It's official; the world's fastest ice cream maker is polymer physicist Peter Barham from the University of Bristol, UK.
Katharine Sanderson/Bray, UK
It’s official; the world’s fastest ice cream maker is polymer physicist Peter Barham from the University of Bristol, UK.
Barham smashed his own world record by shaving two seconds off the time it took him to make a litre of ice cream. The new world record, as verified by Guinness World Records, is 18.78 seconds, though Barham says he can go faster. He once made ice cream in nine seconds, he told Chemistry World.

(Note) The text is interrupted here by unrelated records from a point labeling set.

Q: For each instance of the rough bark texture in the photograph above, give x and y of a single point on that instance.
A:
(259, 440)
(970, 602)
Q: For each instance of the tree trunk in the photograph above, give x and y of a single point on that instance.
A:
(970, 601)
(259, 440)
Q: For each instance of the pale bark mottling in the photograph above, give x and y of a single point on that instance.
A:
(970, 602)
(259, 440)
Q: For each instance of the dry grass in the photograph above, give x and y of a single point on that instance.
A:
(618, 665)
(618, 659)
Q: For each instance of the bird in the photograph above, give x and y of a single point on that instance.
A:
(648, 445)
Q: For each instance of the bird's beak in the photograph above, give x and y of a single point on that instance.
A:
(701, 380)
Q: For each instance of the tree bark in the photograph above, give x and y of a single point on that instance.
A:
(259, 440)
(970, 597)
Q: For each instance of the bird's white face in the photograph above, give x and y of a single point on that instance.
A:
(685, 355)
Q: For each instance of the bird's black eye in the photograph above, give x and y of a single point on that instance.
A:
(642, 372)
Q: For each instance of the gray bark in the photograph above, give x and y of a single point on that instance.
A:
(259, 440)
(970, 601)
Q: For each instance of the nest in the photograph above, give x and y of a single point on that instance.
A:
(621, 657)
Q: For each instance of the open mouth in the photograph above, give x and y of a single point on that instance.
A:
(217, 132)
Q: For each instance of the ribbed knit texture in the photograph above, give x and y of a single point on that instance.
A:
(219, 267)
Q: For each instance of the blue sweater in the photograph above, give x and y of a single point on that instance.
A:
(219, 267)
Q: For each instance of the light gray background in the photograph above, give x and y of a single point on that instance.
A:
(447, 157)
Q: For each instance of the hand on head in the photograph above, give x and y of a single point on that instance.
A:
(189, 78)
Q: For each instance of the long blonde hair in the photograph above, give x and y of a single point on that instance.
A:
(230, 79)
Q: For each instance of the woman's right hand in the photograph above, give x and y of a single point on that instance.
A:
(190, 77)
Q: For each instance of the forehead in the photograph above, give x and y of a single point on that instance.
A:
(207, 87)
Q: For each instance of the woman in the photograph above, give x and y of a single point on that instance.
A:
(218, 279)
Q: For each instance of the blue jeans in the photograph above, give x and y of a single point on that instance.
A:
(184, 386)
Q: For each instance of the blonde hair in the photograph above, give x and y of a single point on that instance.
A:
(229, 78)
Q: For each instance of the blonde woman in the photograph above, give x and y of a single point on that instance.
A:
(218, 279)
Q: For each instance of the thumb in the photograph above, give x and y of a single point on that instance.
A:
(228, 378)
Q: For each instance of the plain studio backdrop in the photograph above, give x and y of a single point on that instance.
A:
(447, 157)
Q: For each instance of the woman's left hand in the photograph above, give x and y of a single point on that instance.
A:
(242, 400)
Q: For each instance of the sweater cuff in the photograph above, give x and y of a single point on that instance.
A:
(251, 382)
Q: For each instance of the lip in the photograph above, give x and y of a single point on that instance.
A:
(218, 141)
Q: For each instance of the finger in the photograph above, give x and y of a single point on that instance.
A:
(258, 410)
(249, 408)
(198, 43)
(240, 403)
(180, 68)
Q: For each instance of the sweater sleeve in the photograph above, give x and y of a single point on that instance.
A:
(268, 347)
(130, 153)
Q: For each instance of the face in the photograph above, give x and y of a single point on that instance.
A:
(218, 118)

His method involves mixing cream (with a hint of vanilla) and icing sugar with liquid nitrogen. This removes the heat from the ingredients and results in a perfectly edible ice cream.
The record attempt was made at the launch of Kitchen Chemistry, a book for schools compiled by the RSC’s Ted Lister and chef Heston Blumenthal, whose triple Michelin star winning restaurant the Fat Duck was recently voted best in the world by Restaurant magazine.
Barham has been Blumenthal’s science guru for many years and has helped the chef to understand his food and to sate his appetite for science. ’This has been 20 years of relentless questions,’ admitted Blumenthal.
Barham has done calculations using a simple mixing model to work out a crude estimate of the fastest theoretical time for making ice cream - 4.2 seconds. But he won’t be spending much time practicing for his next record attempt. ’What is there to practice?’ he said, ’it’s just stir, stir, done.’